New NCAR-Wyoming supercomputer to accelerate scientific discovery

New system will advance the nation’s understanding of geosciences

Jan 27, 2021 - by David Hosansky

BOULDER—The National Center for Atmospheric Research (NCAR) announced today that it has selected its next supercomputer for advancing the Earth system sciences, following a competitive open procurement process. The new machine will help scientists conduct research needed to better understand a range of phenomena that affect society, from the behavior of major wildfires to eruptions of solar storms that can threaten GPS and other sensitive technologies.

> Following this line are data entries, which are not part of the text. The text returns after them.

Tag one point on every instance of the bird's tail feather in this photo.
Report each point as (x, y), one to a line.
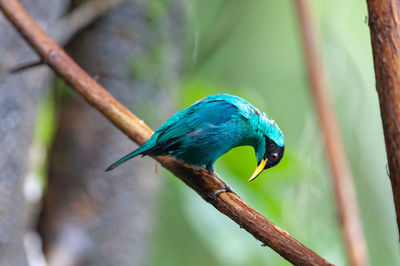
(125, 158)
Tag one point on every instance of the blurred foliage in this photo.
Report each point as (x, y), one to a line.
(252, 49)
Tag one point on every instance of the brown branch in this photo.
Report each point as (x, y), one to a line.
(67, 27)
(384, 24)
(346, 201)
(204, 184)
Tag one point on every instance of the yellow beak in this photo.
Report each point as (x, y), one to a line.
(259, 169)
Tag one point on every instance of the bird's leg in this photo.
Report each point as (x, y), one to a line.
(227, 188)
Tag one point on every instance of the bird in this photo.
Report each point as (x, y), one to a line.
(209, 128)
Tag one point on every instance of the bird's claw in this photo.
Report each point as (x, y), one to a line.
(227, 188)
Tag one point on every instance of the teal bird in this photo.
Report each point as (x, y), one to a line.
(209, 128)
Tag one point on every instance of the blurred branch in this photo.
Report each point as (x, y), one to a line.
(384, 27)
(71, 24)
(346, 200)
(203, 183)
(221, 26)
(80, 18)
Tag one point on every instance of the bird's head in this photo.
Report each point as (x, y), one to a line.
(270, 148)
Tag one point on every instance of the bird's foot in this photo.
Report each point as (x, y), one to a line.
(227, 188)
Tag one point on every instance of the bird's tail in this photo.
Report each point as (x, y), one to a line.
(125, 158)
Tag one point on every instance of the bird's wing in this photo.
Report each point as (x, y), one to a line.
(201, 115)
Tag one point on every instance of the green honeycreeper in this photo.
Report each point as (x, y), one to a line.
(209, 128)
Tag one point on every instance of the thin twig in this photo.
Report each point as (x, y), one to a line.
(203, 183)
(80, 18)
(384, 24)
(346, 200)
(70, 25)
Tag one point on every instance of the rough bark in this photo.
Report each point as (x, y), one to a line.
(384, 23)
(92, 217)
(20, 95)
(200, 181)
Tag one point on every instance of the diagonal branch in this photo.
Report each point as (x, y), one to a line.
(384, 24)
(203, 183)
(346, 200)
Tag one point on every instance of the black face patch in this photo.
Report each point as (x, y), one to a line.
(273, 153)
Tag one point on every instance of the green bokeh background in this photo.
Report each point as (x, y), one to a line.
(253, 49)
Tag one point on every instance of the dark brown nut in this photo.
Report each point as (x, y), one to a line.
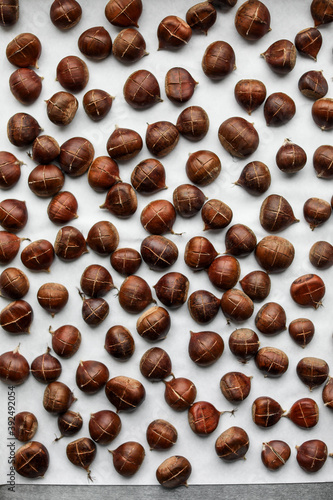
(154, 324)
(276, 213)
(199, 253)
(103, 173)
(52, 297)
(218, 60)
(161, 138)
(158, 252)
(46, 180)
(161, 435)
(95, 43)
(129, 46)
(235, 386)
(279, 109)
(203, 167)
(126, 261)
(31, 460)
(25, 426)
(224, 272)
(24, 50)
(125, 393)
(321, 11)
(82, 453)
(193, 123)
(201, 17)
(9, 12)
(180, 393)
(179, 85)
(203, 306)
(281, 56)
(17, 317)
(205, 348)
(158, 217)
(25, 85)
(141, 90)
(301, 331)
(45, 149)
(61, 108)
(66, 340)
(274, 254)
(321, 255)
(255, 178)
(96, 281)
(216, 215)
(316, 212)
(57, 398)
(65, 14)
(232, 444)
(128, 458)
(70, 243)
(313, 85)
(124, 12)
(257, 285)
(103, 237)
(240, 240)
(46, 368)
(104, 426)
(72, 73)
(97, 104)
(312, 371)
(124, 144)
(203, 418)
(290, 158)
(91, 376)
(308, 290)
(304, 413)
(238, 137)
(250, 94)
(323, 162)
(271, 318)
(174, 472)
(322, 113)
(172, 289)
(275, 454)
(119, 343)
(266, 411)
(272, 361)
(312, 455)
(308, 42)
(155, 364)
(22, 129)
(173, 32)
(252, 20)
(14, 284)
(10, 170)
(76, 156)
(244, 344)
(62, 208)
(38, 255)
(134, 294)
(236, 305)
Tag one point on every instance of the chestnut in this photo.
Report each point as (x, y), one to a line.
(95, 43)
(179, 85)
(232, 444)
(238, 137)
(205, 348)
(119, 343)
(125, 393)
(173, 32)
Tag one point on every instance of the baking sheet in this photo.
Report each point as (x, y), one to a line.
(217, 99)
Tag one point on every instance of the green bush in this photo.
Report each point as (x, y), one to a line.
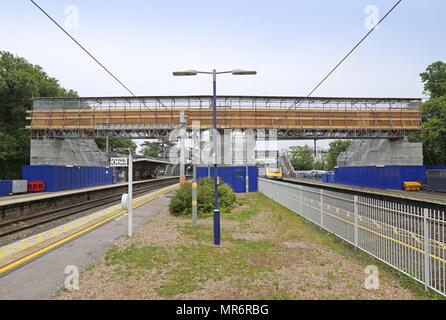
(181, 203)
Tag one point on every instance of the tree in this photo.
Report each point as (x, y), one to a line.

The innovative system will be built by Hewlett Packard Enterprise (HPE) and installed this year at the NCAR-Wyoming Supercomputing Center (NWSC) in Cheyenne, Wyoming. It will become operational in early 2022 and will replace the existing system, known as Cheyenne.

NCAR is holding a statewide contest for Wyoming schoolchildren to propose a name for the new system.

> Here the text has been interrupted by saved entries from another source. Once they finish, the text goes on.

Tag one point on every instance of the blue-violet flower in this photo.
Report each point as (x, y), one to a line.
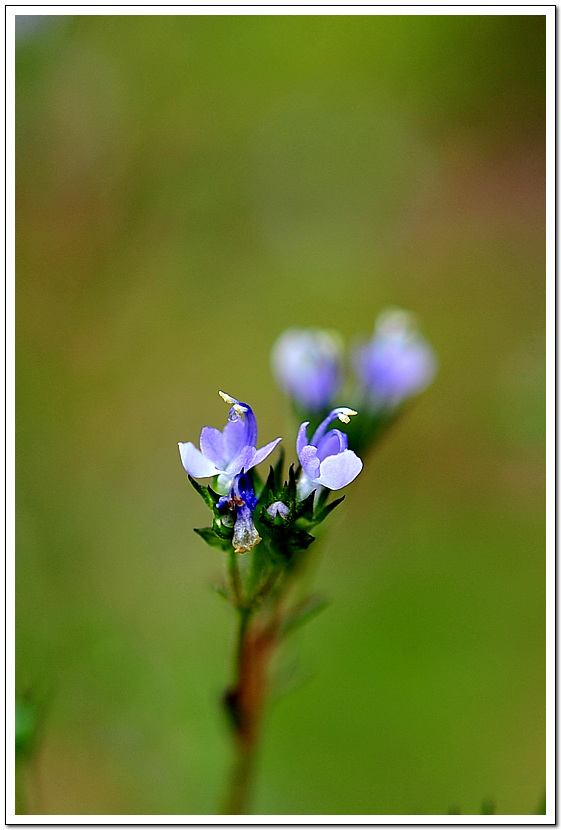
(396, 363)
(242, 501)
(228, 452)
(326, 460)
(307, 365)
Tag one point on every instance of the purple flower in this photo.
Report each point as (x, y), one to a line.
(307, 365)
(226, 454)
(396, 362)
(242, 501)
(326, 460)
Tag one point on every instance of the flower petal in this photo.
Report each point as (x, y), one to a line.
(332, 443)
(262, 454)
(310, 461)
(212, 446)
(234, 438)
(195, 462)
(337, 471)
(242, 461)
(302, 437)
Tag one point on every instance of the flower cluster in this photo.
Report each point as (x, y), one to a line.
(246, 510)
(385, 371)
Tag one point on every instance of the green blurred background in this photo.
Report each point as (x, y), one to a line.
(187, 187)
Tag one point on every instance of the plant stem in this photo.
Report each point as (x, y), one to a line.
(245, 702)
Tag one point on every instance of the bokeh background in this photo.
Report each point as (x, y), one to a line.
(187, 187)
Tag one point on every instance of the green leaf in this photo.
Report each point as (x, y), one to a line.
(289, 489)
(300, 539)
(212, 539)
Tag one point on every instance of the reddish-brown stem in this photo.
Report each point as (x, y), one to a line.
(245, 703)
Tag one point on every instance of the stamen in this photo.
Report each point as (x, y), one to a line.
(226, 398)
(345, 414)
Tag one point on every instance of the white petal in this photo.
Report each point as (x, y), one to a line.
(195, 462)
(337, 471)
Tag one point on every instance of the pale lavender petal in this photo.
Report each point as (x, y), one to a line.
(234, 438)
(278, 508)
(242, 461)
(310, 461)
(262, 454)
(333, 443)
(212, 446)
(195, 462)
(302, 438)
(339, 470)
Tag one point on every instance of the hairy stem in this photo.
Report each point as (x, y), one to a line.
(245, 703)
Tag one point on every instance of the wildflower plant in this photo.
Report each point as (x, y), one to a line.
(265, 521)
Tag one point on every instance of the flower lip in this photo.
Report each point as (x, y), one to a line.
(227, 452)
(326, 460)
(396, 362)
(307, 365)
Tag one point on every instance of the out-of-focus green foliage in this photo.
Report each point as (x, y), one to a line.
(188, 187)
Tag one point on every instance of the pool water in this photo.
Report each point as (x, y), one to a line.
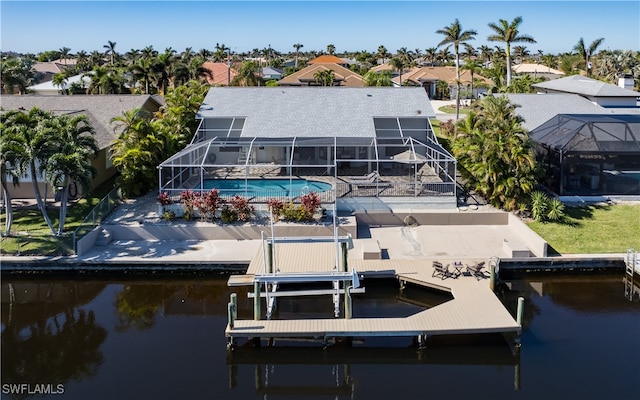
(265, 187)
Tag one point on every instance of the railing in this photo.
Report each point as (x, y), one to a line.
(96, 216)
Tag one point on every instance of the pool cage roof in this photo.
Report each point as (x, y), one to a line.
(203, 153)
(589, 133)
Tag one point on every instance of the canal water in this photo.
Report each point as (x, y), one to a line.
(164, 339)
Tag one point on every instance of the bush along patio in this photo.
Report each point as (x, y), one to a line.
(209, 206)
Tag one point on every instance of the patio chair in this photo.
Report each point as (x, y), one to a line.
(369, 178)
(441, 270)
(477, 270)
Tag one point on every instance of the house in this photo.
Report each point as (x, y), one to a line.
(586, 149)
(271, 73)
(221, 73)
(600, 93)
(49, 89)
(372, 147)
(428, 77)
(100, 110)
(307, 76)
(537, 71)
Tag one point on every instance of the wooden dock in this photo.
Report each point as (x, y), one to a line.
(474, 308)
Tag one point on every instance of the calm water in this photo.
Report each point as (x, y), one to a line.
(164, 339)
(266, 187)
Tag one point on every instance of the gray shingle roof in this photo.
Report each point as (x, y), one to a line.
(99, 109)
(537, 109)
(582, 85)
(314, 111)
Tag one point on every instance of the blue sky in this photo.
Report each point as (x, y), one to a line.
(35, 26)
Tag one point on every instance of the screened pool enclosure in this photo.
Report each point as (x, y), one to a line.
(334, 167)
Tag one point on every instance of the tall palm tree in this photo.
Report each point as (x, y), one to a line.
(453, 34)
(297, 46)
(398, 64)
(508, 33)
(28, 130)
(331, 49)
(111, 50)
(70, 158)
(586, 52)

The HPE-Cray EX supercomputer will be a 19.87-petaflops system, meaning it will have the theoretical ability to perform 19.87 quadrillion calculations per second. That is about 3.5 times the speed of scientific computing performed by the Cheyenne supercomputer, and the equivalent of every man, woman, and child on the planet solving one equation every second for a month. Once operational, the HPE-powered system is expected to rank among the top 25 or so fastest supercomputers in the world.

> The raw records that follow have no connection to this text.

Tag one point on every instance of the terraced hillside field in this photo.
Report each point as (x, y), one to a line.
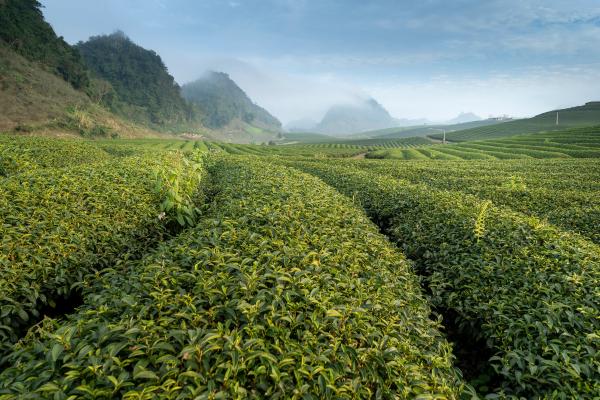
(572, 143)
(188, 269)
(581, 116)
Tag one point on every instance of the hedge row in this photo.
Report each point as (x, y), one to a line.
(528, 289)
(283, 290)
(564, 193)
(60, 224)
(22, 153)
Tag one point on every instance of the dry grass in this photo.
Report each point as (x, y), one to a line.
(35, 101)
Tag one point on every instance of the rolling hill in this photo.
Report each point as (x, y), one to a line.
(586, 115)
(222, 102)
(345, 119)
(427, 130)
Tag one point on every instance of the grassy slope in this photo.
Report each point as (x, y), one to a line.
(34, 100)
(586, 115)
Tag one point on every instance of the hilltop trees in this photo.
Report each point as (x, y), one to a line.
(22, 27)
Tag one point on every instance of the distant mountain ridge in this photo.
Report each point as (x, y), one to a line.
(222, 101)
(572, 117)
(363, 116)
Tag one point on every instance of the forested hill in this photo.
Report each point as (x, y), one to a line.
(144, 87)
(24, 30)
(222, 101)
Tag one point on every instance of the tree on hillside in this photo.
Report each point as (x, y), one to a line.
(23, 28)
(138, 76)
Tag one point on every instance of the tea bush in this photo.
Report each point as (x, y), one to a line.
(60, 224)
(526, 288)
(283, 289)
(25, 153)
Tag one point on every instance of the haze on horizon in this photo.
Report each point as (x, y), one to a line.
(429, 60)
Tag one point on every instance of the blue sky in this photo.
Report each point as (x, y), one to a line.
(428, 58)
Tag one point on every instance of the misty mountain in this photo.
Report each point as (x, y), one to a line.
(352, 118)
(464, 117)
(223, 101)
(412, 122)
(301, 125)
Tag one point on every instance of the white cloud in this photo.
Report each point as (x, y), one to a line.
(520, 93)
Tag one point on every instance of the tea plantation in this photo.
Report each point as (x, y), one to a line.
(183, 269)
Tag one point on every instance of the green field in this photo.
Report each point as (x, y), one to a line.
(184, 269)
(571, 143)
(586, 115)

"This new system is a major step forward in supercomputing power, providing the scientific community with the most cutting-edge technology to better understand the Earth system,” said Anke Kamrath, director of NCAR’s Computational and Information Systems Laboratory. “The resulting research will lead to new insights into potential threats ranging from severe weather and solar storms to climate change, helping to advance the knowledge needed for improved predictions that will strengthen society’s resilience to potential disasters.”

Funding for the system, which will cost $35-$40 million, comes from the National Science Foundation (NSF). The NWSC is funded by NSF and the state of Wyoming through an appropriation to the University of Wyoming.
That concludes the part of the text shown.